PREP: 15 m
COOK: 3 h
TOTAL: 3h 15m
1. Spritz a rectangular baking dish (about 8- by 12-inch) with olive oil cooking spray. Set aside.
2. Shred or chop the chicken. (Note: Use a mixture of the white and dark meat, preferably chilled. If needed, add a pinch of salt and pepper. Makes 2 1/2 cups shredded chicken.) Stir together the chicken, marinara sauce, and balsamic vinegar in a large bowl; set aside.
3. Stir together the ricotta cheese, mozzarella cheese, and chicken broth in a medium bowl.
4. Into the baking dish, spread 1/3 of the chicken mixture; top with 3 of the noodles; then spread with 1/3 of the cheese mixture. Repeat. Then spread with remaining chicken mixture and dollop with remaining cheese mixture. (Note: If necessary, gently break apart one of the noodles for each layer to fit.)
5. Fully cover the baking dish with aluminum foil (from top to bottom and bottom to top) and freeze.

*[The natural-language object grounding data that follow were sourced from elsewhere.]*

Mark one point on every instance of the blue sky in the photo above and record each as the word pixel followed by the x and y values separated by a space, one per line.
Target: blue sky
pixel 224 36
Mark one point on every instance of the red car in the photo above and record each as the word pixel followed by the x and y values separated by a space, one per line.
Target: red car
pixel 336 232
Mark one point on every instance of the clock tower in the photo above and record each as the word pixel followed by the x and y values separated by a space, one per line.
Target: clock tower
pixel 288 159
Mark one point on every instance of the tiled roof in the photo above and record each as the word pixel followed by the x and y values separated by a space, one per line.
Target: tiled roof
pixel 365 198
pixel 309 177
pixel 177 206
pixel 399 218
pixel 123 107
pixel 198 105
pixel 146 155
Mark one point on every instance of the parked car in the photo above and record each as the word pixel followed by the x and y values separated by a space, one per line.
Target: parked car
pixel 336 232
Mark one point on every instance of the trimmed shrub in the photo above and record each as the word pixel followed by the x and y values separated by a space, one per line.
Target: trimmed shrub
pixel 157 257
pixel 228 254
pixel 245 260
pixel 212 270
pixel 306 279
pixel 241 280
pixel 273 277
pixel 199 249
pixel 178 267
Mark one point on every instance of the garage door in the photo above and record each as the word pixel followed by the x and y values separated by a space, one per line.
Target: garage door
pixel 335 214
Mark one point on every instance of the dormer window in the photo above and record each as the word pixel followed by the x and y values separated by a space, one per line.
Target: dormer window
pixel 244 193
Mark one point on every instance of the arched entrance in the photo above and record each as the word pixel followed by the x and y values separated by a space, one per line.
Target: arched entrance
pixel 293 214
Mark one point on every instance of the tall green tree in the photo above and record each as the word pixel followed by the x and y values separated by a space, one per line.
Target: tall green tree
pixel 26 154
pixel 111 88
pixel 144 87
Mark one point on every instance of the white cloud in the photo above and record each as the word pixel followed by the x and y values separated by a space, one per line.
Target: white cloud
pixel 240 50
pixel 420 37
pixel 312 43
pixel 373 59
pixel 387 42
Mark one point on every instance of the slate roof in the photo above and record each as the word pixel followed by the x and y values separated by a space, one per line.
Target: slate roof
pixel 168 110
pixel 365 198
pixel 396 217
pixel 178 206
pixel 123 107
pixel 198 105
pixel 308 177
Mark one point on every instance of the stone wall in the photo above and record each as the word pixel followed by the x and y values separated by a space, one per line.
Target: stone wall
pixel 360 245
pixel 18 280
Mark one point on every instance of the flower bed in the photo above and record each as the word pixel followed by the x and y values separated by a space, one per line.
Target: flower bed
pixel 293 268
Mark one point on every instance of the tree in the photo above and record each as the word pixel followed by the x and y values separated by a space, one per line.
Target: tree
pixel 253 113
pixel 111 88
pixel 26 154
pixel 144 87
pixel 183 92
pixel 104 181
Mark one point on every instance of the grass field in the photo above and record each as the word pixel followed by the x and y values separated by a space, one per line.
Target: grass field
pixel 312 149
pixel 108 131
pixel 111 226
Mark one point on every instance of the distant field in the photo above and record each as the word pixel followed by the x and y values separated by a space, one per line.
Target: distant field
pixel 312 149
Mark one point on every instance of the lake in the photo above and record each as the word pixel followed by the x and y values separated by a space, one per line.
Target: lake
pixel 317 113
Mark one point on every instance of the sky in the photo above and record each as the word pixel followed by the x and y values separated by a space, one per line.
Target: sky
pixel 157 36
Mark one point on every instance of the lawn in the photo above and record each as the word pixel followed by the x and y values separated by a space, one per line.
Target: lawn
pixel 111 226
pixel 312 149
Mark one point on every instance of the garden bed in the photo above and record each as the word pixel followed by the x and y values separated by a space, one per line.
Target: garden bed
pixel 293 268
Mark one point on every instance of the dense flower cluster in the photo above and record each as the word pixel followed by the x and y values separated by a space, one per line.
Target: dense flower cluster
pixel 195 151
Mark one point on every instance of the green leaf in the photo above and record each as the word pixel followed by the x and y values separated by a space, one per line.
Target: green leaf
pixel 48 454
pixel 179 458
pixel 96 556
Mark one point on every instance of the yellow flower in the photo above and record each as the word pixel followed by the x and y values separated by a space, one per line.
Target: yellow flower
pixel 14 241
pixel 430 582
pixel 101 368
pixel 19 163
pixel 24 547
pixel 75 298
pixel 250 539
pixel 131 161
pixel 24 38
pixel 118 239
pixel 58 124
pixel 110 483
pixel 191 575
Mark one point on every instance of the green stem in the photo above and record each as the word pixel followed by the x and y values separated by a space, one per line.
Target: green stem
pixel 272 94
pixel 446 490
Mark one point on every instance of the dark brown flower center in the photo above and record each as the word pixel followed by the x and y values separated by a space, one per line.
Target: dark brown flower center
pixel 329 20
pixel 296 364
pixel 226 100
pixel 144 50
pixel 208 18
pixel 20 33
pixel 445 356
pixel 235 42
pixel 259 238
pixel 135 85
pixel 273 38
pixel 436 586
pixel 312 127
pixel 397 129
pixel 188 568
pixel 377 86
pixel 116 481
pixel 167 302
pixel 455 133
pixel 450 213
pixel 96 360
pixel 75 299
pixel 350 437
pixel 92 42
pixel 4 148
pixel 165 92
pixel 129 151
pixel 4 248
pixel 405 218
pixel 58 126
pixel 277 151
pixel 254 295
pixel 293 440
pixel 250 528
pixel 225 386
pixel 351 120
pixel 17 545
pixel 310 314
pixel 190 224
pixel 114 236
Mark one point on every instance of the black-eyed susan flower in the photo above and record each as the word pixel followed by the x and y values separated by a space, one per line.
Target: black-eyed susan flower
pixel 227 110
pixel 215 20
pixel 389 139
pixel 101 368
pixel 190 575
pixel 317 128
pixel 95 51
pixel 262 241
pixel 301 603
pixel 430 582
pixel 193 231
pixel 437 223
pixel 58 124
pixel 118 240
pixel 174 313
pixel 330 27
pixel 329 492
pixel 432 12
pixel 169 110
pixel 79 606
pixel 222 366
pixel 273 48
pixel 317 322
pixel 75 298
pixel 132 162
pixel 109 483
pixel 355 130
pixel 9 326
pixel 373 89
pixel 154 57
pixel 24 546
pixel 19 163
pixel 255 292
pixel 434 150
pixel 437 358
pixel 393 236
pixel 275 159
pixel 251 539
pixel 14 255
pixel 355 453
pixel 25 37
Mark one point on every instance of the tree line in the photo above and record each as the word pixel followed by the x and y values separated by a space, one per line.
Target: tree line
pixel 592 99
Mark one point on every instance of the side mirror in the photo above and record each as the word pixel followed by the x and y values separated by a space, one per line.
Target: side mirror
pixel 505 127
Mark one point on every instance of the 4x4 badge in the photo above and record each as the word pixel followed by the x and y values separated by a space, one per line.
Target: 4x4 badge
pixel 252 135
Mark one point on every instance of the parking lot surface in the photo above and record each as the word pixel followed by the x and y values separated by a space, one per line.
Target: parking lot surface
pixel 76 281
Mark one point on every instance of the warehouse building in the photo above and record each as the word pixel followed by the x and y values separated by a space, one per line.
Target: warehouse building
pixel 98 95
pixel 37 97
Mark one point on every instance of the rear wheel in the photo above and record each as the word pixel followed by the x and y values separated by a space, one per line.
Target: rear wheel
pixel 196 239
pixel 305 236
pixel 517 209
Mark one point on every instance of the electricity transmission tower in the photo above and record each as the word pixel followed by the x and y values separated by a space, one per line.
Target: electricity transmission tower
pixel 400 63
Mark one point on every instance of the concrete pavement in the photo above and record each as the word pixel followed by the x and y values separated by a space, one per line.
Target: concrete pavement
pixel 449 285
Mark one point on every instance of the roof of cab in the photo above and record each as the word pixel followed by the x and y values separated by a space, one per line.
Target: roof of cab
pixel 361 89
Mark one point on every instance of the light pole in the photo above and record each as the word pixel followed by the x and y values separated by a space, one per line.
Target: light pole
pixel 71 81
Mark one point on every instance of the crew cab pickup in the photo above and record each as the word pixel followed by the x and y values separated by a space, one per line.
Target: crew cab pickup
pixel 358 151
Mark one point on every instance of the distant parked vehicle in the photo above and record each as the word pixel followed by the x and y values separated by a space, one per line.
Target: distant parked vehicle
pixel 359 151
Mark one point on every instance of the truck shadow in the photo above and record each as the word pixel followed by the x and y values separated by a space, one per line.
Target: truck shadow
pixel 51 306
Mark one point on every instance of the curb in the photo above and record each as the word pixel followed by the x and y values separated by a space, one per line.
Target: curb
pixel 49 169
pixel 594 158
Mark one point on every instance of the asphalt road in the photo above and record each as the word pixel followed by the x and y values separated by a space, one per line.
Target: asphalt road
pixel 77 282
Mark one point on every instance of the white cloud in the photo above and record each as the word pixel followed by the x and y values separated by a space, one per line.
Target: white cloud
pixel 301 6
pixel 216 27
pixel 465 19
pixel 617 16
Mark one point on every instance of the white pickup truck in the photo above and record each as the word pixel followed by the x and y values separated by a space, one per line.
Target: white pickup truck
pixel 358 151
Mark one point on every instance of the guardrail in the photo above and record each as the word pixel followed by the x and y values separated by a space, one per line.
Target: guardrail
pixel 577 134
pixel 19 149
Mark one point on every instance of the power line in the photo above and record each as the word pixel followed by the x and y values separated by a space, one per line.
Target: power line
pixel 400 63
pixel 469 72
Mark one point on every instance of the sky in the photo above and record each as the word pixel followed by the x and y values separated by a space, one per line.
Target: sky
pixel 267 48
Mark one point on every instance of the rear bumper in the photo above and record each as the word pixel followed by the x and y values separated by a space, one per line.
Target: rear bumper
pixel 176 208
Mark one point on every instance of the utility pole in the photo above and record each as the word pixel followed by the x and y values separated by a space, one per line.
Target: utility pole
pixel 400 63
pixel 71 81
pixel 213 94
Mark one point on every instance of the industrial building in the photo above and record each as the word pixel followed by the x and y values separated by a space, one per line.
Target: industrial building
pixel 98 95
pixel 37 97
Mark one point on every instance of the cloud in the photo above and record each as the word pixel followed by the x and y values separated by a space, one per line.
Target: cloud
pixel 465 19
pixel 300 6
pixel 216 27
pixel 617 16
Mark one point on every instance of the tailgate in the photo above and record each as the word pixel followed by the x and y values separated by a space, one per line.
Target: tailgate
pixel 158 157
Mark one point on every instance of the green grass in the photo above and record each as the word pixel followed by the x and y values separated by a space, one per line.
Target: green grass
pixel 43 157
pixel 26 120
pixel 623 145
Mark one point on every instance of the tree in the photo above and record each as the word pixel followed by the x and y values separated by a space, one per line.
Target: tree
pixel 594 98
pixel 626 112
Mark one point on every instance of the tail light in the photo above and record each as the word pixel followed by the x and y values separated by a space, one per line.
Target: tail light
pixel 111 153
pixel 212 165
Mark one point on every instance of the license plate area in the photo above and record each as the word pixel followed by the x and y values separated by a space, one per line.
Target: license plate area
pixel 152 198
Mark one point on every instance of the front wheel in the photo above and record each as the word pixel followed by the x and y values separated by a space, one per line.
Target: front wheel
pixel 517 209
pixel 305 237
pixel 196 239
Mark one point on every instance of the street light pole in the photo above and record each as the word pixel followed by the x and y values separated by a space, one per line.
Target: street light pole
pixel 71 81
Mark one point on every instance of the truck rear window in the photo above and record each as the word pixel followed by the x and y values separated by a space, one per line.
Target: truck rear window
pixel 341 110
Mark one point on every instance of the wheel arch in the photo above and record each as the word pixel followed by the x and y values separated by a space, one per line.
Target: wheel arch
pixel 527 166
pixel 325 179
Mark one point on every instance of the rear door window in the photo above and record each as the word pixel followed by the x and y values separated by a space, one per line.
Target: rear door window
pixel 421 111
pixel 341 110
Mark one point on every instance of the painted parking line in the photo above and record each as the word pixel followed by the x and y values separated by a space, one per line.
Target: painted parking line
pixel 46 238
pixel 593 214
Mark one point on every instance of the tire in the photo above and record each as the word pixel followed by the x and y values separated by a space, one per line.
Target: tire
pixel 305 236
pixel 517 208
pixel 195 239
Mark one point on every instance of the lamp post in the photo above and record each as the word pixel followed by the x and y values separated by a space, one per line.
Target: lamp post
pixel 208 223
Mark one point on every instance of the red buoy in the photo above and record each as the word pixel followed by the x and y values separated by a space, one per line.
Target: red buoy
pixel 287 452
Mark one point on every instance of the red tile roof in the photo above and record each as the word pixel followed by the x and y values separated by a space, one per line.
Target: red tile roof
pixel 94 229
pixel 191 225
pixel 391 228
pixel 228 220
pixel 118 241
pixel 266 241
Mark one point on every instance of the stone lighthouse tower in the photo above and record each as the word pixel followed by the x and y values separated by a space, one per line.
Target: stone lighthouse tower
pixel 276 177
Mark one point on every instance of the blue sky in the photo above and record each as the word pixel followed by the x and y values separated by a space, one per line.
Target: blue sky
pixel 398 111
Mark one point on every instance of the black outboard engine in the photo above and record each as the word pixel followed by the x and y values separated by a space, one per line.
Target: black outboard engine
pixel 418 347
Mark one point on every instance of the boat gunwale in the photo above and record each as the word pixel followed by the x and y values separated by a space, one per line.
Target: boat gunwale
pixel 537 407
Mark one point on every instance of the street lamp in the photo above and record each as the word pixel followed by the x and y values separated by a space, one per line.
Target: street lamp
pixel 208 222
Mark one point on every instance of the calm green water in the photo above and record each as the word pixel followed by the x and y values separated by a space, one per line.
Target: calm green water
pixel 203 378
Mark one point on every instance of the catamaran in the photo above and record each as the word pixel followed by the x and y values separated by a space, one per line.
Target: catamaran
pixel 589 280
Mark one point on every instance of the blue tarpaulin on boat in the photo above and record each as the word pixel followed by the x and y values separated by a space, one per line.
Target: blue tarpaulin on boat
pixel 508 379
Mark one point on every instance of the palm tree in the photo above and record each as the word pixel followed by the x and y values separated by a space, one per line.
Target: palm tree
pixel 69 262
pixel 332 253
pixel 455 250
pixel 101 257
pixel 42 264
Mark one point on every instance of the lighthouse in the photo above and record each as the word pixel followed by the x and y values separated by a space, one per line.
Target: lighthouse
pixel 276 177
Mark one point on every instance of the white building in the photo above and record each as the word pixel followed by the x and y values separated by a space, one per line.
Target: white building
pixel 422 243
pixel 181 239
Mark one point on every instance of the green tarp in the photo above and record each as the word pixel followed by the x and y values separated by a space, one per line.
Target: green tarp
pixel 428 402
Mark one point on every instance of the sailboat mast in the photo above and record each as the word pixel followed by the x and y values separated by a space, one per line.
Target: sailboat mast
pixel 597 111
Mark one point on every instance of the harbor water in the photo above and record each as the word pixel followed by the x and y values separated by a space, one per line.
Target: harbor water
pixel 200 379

6. To enjoy, keep well wrapped with foil and bake the frozen lasagna in a 375°F oven until heated through, about 2 hours 30 minutes. Remove foil, place a sheet pan or large sheet of foil on bottom rack to catch any drippings, and bake lasagna on middle rack until fully cooked, about 30 minutes more. Let stand 10 minutes before serving. (Hint: If desired, sprinkle with dried hot pepper flakes and/or fresh basil leaves at the table. Serve with a salad.)